Eugenie - Empress of the French - George Upton

Birth of the Prince Imperial

Early on the morning of the sixteenth of March, 1856, a son was born to the imperial pair, and a salute of a hundred and one guns proclaimed the great news to the public, who received it with the wildest enthusiasm. The whole city was decorated with flags, garlands, and portraits of the Emperor and Empress, and ablaze with illuminations at night; while the City Council granted a sum of two hundred thousand francs for a feast for the poor. Greater still was the joy of the royal parents. The Emperor took the little Prince in his arms and carried him out to show to the assembled court, with tears of pride and happiness. He at once ordered a million francs to be distributed in charity to celebrate the event; had it publicly proclaimed that he and the Empress would act as sponsors to all legitimate children born on that day within the borders of his Empire, and issued a decree permitting all political exiles to return to France on condition that they would swear to uphold the Government and obey the laws of the country.

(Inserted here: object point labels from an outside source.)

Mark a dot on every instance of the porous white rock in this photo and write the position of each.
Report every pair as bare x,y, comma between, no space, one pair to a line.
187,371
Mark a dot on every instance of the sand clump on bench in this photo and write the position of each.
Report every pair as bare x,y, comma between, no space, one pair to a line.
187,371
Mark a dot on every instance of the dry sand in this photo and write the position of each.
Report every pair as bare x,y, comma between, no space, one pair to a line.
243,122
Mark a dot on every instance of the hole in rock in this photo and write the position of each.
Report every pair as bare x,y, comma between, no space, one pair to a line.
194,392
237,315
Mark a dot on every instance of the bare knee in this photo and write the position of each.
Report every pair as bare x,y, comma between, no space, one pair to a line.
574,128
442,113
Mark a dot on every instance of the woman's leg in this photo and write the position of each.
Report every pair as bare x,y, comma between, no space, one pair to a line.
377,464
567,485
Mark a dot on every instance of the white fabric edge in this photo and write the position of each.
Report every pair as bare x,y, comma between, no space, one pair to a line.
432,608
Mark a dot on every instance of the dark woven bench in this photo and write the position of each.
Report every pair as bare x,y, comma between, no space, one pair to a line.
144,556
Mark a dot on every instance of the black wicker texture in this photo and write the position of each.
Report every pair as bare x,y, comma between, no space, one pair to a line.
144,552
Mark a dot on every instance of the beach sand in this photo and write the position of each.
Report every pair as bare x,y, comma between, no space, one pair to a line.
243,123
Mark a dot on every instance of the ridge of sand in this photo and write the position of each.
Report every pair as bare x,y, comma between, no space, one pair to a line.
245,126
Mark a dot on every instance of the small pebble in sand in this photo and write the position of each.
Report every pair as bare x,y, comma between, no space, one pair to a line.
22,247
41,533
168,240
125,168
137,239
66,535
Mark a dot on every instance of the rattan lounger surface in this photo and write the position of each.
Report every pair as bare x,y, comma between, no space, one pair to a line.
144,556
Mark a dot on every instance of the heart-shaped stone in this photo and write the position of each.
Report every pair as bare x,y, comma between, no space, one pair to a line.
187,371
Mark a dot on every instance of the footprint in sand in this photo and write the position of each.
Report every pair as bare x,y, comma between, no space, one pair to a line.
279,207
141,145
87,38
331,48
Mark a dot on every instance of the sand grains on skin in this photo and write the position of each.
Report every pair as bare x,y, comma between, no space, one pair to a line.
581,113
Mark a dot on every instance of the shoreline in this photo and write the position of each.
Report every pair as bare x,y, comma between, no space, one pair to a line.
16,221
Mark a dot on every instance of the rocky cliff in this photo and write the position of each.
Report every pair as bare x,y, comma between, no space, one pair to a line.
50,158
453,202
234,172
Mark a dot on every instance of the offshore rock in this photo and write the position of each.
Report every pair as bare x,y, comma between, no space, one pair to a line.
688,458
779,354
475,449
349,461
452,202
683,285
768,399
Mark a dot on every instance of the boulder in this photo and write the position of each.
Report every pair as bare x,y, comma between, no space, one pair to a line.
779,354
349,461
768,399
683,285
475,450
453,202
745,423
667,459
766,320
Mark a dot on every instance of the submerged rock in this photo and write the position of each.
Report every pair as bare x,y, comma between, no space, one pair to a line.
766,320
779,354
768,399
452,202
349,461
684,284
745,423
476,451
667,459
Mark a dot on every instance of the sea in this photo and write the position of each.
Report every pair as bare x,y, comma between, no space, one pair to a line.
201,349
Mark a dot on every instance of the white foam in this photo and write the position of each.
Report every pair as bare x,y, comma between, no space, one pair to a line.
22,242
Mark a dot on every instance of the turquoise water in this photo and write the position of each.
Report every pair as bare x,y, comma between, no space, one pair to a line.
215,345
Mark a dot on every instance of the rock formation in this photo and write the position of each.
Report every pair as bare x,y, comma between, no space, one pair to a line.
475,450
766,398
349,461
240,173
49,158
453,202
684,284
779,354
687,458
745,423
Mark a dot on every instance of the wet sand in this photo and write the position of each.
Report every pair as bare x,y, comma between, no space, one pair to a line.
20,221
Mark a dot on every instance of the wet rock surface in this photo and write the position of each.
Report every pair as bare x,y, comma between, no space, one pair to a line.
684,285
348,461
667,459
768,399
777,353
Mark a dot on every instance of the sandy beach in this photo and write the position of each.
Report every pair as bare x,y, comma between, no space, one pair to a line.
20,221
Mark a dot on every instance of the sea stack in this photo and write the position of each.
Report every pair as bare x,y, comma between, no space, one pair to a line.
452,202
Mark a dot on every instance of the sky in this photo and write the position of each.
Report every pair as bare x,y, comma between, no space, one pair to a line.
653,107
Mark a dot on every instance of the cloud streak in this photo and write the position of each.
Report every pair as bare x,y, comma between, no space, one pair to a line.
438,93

Soon after the birth of the Prince Imperial a congress met to determine the articles of peace which concluded the Crimean War and restored the peace of Europe, and Napoleon was appointed arbiter. At the zenith of his power and with the future of his dynasty seemingly secured, it did not appear altogether presumptuous when in replying to the congratulations of the Assembly he expressed a hope in the brightness of his son's future as heir to the throne of France.

Eugenie's position was greatly strengthened by this happy event, for now, should she survive her husband (as seemed probable from the difference in their ages), as mother of Napoleon the Fourth she would have still greater influence in public affairs. Her marriage to Napoleon the Third had revived memories of Josephine. Like the wife of the great Emperor she had been born under a southern sky; like her she had seemed destined from the cradle to wear a crown; and as long as she remained childless there were not lacking hints that a similar fate might be in store for her. But Providence had ordained otherwise. As a mother Eugenie was seated more firmly than ever on the throne of France, and universally regarded with respect, almost with reverence. Gifts flowed in from all sides. No less than twenty-eight orders were bestowed on the baby Prince. Messages of congratulation came from all parts of the Empire. Even the fishwives of the Halle came to offer their good wishes, and engravings of the Empress and her child were scattered by hundreds of thousands throughout the country.

In the early Summer of 1856, terrific floods caused much suffering and distress in many parts of France, in consequence of which there was some talk of having the Prince Imperial's christening celebrated quietly. Unwilling, however, to lose an opportunity of showing the world that his dynasty, though young in years was inferior to none of the older monarchies in wealth and splendor, Napoleon determined to send the flood victims one half of the sum which would originally have been devoted to the christening festivities, and with the other half he still managed to make an impressive display.

Not for many years had there been such excitement in Paris as on that summer day, which was to witness the baptism of the heir of Napoleon the Third. At six o'clock in the morning the pealing of bells and the thunder of cannon proclaimed that the great day had come, and at the first sound, swarms of eager spectators poured into the streets. All the boulevards and squares were filled in a few hours, and by the time incoming trains had deposited their freight of strangers and provincials, the crowds were so dense it was impossible to cross the Seine. A deafening shout greeted the appearance of the gilded state coach bearing the little Prince with his governess and nurse; nor was the enthusiasm lessened when close behind followed the happy parents with their suite. No less a person than the Holy Father at Rome was godfather to the Spaniard's child, while Queen Josephine of Norway and Sweden acted as godmother. The ceremony at Notre Dame was most striking and impressive. All the clergy of France were present; on entering the great shadowy Cathedral, dimly lighted by the myriad wax tapers on the altar, one might easily have imagined himself suddenly transported to a scene in the Middle Ages.

That evening the city of Paris gave a magnificent banquet in honor of the imperial family, at which the whole court and many foreign guests were present. It was held in the great hall of the Hotel de Ville, lit up by eighteen thousand wax candles. The silver service used was made expressly for the occasion at a cost of two hundred and fifty thousand francs and the flowers alone came to twenty thousand francs. Two orchestras alternated in furnishing music; and at the close all present rose and sang "rive l'Empereur!" The popularity of the Empress was proven by a surprise that had been prepared for her in the form of a diorama representing the various places with which she had some special association:—Granada her birthplace; Madrid, with the Prado; the forest of Compiegne; Fontainebleau, where the Emperor had confessed his love for her; the chamber which she had occupied in the Elysee before her marriage; the wedding of the imperial pair at Notre Dame; the Prince Imperial's apartment at the Tuileries; the palace of St. Cloud; and the cascade in the Bois de Boulogne. At the conclusion of the banquet Napoleon and Eugenie appeared on one of the balconies of the Hotel de Ville and were greeted with the wildest enthusiasm by the crowds that had gathered to admire the fireworks and the illuminations. All were charmed with the Emperor's graciousness and the beauty of the Empress, but most of all with the little Prince Imperial whom the people affectionately nicknamed "Lulu."